If an individual could be tried after leaving office and barred from future offices, the legislature would have a preemptive power over the executive. Potential executive branch members who had served in the federal government could be preemptively impeached and barred from future office. To not see this line of reasoning is to ignore the concerns of the Constitutional Convention, and it is also to ignore the only effective purpose in the current impeachment: to bar Trump from any future service.

Severing impeachment from the time a person is in office would mean giving Congress a power of impeachment without a statute of limitations. There would be nothing preventing Congress from barring any former executive branch member from future office at any point in time.

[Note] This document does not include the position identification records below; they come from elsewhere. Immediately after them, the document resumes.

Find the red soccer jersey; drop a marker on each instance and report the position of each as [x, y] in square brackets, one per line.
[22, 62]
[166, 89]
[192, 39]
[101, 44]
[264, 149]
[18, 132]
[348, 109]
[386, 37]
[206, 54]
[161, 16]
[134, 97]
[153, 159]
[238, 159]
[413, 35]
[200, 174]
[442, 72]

We can agree that the January 6 Capitol riots were horrific and that Trump’s dispute of the election results was carried on beyond due diligence to investigate the outcome. Yet there has been no attempt to investigate Trump’s actions and produce a charge. That Trump’s actions constituted inciting an insurrection is unlikely to be proven in the Senate or any other court. That an impeachment trial of a person no longer in office is unconstitutional is clearer still. Clearest of all is that the impeachment of someone no longer in office for the purpose of barring that person from future office is an encroachment on the executive branch and the electorate at large. And that is more dangerous than the impeachment itself.

J.T. Young served under President George W. Bush as the director of communications in the Office of Management and Budget and as deputy assistant secretary in legislative affairs for tax and budget at the Treasury Department. He served as a congressional staffer from 1987 through 2000.